In 1959, when the local government system was introduced in an area called Marshall Lagoon District, Central Province, Papua New Guinea, it was decided to improve village water wells as the traditional water wells were accessible to other animals, in the main bandicoots, snakes and rats. The Marshall Lagoon Council provided large concrete pipes and sank them in the ground as protected wells for 10 villages at the Aroma Coast. My small village, consisting then of about 6 families with some 40 people, at first welcomed this improvement initiative. The well was located on the Village Councillor's land. Previously the two traditional wells were located on our land, and the wells were used and maintained by the families. The Councillor shut our wells down and insisted that we use the Council's well. So our wells were buried.

The Councillor was a Seventh Day Adventist. So he introduced a rule that the village could not use the Council's water well on his family's Sabbath (from 6.00 pm on Friday until 6.00 pm Saturday). The well was kept locked during this time. Since our wells had been buried, we had to go to the next village, about a mile away, to fetch water (women and children carried buckets of water on foot) during those times.

The other families of the village called a meeting regarding this issue, but when their concerns were put to the Councillor, they fell on deaf ears. When the matter was sent to Kupiano, Marshall Lagoon, the Headquarters of the District, the plea was also ignored.

The five families decided to construct their own wells. Fulfilling the Council's requirements to construct modern wells, they used similar materials (concrete pipes) and re-opened the buried wells. They received threats from the Councillor for disturbing the public peace...dividing the families. The villagers took their case to the District Headquarters at Kupiano and Port Moresby. They were granted the right to keep their wells. The management of the wells remains in the hands of the 5 families, as it had been before. The village has since grown to over 120 people most of whom live away from the village, but from time to time they return home. To this day, they still have the two original wells. All the decisions and the management of the wells are vested in the village and the village system of government. The wells are theirs... this is the bottom line. More than that, they have assisted each other in the construction of rain catchment tanks for drinking water.
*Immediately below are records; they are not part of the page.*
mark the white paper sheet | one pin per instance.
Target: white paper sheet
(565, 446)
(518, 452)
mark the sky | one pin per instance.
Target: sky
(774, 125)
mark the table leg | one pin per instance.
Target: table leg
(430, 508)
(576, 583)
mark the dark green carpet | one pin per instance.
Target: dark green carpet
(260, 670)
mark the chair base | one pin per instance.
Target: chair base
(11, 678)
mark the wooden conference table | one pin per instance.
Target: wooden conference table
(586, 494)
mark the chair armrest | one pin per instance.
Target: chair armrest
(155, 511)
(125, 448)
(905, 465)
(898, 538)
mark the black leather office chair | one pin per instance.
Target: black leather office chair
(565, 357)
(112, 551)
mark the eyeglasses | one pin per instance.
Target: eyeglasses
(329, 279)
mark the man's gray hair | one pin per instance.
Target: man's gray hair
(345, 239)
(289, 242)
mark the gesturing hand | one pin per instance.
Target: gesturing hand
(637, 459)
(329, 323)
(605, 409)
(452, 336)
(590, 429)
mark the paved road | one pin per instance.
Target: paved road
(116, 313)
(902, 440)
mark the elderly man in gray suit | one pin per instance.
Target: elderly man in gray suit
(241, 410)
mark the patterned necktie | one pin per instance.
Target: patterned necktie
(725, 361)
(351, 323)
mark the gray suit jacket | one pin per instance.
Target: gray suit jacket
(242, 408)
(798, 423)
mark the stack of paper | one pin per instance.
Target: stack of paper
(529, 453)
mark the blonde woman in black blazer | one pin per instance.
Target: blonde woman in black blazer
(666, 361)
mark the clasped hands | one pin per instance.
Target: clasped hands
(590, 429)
No amount of political interference from outside, nor an offer of donor money to change their village system, would be accepted unless they could see themselves as principal stakeholders of the wells.
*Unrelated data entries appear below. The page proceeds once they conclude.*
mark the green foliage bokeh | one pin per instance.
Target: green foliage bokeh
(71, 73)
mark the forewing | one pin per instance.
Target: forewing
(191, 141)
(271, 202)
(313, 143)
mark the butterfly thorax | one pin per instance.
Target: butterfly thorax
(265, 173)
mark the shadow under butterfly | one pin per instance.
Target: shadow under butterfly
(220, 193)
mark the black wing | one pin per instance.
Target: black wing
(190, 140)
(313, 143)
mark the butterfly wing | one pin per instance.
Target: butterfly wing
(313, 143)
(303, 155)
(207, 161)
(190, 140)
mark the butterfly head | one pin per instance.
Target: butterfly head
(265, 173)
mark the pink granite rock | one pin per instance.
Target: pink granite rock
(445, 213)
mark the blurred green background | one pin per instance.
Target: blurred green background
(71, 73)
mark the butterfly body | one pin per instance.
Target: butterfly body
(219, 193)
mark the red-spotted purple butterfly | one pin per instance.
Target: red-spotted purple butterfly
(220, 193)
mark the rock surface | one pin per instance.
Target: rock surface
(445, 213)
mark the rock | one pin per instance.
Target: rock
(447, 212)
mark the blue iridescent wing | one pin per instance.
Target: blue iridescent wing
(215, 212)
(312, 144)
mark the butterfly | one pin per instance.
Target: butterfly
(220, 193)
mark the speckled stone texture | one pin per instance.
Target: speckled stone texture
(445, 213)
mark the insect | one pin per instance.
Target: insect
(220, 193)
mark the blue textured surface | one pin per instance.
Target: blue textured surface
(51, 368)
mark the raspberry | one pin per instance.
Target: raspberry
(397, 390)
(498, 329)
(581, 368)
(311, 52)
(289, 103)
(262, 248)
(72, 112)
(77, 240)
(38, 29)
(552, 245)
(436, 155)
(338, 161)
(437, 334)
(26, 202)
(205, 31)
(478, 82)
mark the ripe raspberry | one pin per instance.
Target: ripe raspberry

Now, returning to Sibylle Riedmiller's article, there are three basic issues:

1. Ownership and control. In a simple village, as that described above, ownership and control must be in the hands of the users. In a larger, and more complex, centrally provided water system, whether publicly or privately owned and controlled, a 'user pays policy'is necessary. One pays for what one uses, consumes or wastes. Whatever the ownership structure, water should be available and affordable to all people.

2. Public accountability. Whether publicly or privately owned, the availability and safety of water is in everyone's interest. In the case of the small village described above, neither the Councillor nor the Council System were publicly accountable until the small people decided that they had enough.
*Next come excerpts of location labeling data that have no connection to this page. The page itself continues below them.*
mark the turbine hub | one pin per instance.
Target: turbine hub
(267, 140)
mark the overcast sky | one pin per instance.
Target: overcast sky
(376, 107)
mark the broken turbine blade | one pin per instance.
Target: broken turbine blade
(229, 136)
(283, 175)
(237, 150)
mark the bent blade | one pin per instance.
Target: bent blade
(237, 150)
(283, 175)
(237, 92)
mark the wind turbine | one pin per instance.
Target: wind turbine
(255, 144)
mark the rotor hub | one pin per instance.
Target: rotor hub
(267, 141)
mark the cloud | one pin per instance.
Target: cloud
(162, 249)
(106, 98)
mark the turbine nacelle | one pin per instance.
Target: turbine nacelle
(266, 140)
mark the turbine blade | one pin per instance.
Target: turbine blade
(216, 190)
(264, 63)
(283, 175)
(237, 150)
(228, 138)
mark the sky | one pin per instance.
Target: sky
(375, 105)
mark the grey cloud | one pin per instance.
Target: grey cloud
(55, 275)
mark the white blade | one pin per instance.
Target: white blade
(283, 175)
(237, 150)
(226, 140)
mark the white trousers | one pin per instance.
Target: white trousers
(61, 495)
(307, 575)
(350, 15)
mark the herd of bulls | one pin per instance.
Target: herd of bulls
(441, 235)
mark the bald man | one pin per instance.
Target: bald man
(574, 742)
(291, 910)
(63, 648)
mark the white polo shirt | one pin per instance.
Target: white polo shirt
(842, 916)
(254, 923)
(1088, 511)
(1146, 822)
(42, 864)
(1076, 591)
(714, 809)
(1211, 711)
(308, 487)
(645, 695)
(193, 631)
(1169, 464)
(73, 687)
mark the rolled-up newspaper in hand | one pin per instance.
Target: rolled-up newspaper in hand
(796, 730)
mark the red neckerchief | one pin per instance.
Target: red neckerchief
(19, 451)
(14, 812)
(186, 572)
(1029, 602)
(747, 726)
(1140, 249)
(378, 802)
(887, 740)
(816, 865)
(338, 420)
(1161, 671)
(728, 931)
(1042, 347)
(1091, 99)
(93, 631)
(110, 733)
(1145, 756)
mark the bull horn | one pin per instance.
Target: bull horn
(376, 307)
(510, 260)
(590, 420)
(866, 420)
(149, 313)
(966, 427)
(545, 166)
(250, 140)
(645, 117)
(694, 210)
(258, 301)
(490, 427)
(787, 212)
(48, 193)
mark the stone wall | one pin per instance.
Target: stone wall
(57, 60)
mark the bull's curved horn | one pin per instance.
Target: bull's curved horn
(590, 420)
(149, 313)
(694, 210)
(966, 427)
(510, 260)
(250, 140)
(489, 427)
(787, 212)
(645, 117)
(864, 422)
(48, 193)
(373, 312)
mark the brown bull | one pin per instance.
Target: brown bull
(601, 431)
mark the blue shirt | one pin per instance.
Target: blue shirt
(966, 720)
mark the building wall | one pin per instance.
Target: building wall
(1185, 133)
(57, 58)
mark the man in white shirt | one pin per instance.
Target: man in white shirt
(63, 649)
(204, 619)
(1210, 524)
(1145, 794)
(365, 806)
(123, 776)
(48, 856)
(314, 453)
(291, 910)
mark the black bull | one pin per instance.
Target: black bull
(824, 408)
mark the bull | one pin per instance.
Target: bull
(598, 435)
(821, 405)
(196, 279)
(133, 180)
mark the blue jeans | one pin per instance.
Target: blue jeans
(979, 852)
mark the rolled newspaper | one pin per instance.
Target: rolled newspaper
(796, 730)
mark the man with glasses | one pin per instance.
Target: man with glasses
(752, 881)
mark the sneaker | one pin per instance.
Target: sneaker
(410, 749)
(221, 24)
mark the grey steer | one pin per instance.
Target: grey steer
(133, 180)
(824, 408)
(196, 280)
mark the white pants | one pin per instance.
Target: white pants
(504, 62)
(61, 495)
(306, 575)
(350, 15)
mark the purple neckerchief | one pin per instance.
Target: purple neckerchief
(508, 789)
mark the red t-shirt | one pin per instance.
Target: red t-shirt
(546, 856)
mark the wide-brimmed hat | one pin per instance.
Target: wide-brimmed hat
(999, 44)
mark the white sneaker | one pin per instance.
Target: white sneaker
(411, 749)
3. Internalizing development locally. There is an important, indirect note in Sibylle Riedmiller's contribution concerning modern governments, NGO's and aid agencies. They must ensure that they take into account the existing social, cultural and political infrastructures in third world countries when designing projects to bring about development or change in the lives of people. Unless development is internalized locally, the moment the developer or change agent leaves, the project usually lapses...we have read and seen many cases where this has happened and should strive not to repeat the same.

Overall I appreciated the article from Sibylle Riedmiller very much, and hope that those who wish to help the third world people develop, do not, in the process of facilitating development, help themselves as beneficiaries.

Mali Voi. UNESCO Cultural Adviser for the Pacific.